Riva Djinn is the quintessential urban hermit. She lives alone and listens to hours of National Public Radio.
Today she heard that the pop star, Madonna, tours her song “Live to Tell” while hanging from a mirrored cross and wearing a crown of thorns. Sure enough, this act stirs controversy.
A professor of religious studies from St. Michael’s College in Vermont shared her unique views on Madonna’s behavior: the professor said she admired what Madonna was doing. “Madonna has accomplished—in one performance—what I have been trying to do with my students for years. I’ve been trying to get them to see everyone as the crucified Christ. Usually, my students shudder or laugh when I ask them to imagine Christ as a woman. Madonna is claiming a woman’s right to pose as Christ.”
Riva listened to all this with an open mind. When the radio program turned up the volume on Madonna singing, “Hope I live to tell…” She sang along and humped the walls of her studio apartment, remembering the days when she and her fifth-grade girlfriends took naked photographs of one another while listening to Madonna’s “True Blue” album. Riva, to this day, doesn’t know what became of those photos.

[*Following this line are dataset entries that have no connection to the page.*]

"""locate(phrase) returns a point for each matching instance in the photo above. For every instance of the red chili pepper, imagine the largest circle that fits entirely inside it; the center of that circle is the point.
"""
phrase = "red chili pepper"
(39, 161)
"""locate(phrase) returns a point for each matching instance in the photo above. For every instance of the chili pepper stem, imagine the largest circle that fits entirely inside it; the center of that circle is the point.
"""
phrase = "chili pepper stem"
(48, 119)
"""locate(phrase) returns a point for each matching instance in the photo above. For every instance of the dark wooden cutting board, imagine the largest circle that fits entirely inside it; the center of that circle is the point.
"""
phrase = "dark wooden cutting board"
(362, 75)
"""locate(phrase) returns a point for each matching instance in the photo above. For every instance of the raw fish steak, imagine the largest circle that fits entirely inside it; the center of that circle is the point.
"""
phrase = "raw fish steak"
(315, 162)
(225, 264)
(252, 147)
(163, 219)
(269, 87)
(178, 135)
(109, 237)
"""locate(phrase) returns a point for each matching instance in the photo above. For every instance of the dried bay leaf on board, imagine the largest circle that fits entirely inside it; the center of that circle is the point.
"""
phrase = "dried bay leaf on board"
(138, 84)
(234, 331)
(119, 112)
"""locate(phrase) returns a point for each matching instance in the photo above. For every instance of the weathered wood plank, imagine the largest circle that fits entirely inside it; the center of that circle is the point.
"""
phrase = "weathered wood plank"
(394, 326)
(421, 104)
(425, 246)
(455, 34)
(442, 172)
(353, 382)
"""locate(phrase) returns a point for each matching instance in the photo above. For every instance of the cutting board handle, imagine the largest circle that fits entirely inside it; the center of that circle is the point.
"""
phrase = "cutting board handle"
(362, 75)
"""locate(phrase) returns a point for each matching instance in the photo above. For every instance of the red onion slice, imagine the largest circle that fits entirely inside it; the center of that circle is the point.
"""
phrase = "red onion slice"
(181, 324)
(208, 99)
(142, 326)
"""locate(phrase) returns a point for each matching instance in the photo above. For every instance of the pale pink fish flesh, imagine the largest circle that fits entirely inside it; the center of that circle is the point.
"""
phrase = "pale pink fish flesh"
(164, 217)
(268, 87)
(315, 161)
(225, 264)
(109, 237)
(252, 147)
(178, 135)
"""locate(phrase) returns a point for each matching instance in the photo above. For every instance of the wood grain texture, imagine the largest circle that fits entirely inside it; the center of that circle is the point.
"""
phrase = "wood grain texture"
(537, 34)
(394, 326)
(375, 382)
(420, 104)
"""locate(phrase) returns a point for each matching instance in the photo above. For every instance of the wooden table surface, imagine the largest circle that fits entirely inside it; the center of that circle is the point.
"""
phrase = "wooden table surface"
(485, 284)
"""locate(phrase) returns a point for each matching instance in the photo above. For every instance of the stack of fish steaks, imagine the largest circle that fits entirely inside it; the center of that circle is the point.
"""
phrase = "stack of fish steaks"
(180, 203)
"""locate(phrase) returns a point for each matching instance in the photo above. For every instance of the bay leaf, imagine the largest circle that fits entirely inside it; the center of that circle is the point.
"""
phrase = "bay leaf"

The next NPR show to air was "Marketplace." The story discussed recent tightenings of airport security. A Commentator, David Frum, was yakking about how, “Aviation security operates on the assumption that all passengers present an equal and randomized risk. If MI-5 had operated on the same principle, they'd still be kicking open the door of every house in London to search for terrorists.”
Riva listened, but just couldn't suppress her urge to talk back.
As the radio continued to crash its foamless waves into her open ears, Riva, who was now chopping vegetables for her fish filet dinner, waved her chopping knife this way and that and said, “What a wild world! While the religion professor hopes that we see the crucified Christ in everyone, Aviation security is busy looking out for the terrorist in everyone! Now why wasn't I invited to this whoopee party?” She grins and returns to chopping.
Riva never frets. When she’s not listening to the radio and chopping onions, Riva Djinn loves to read novels. She feels so much more fortunate, you see, because she is able to see the epic narrative in everyone. The end.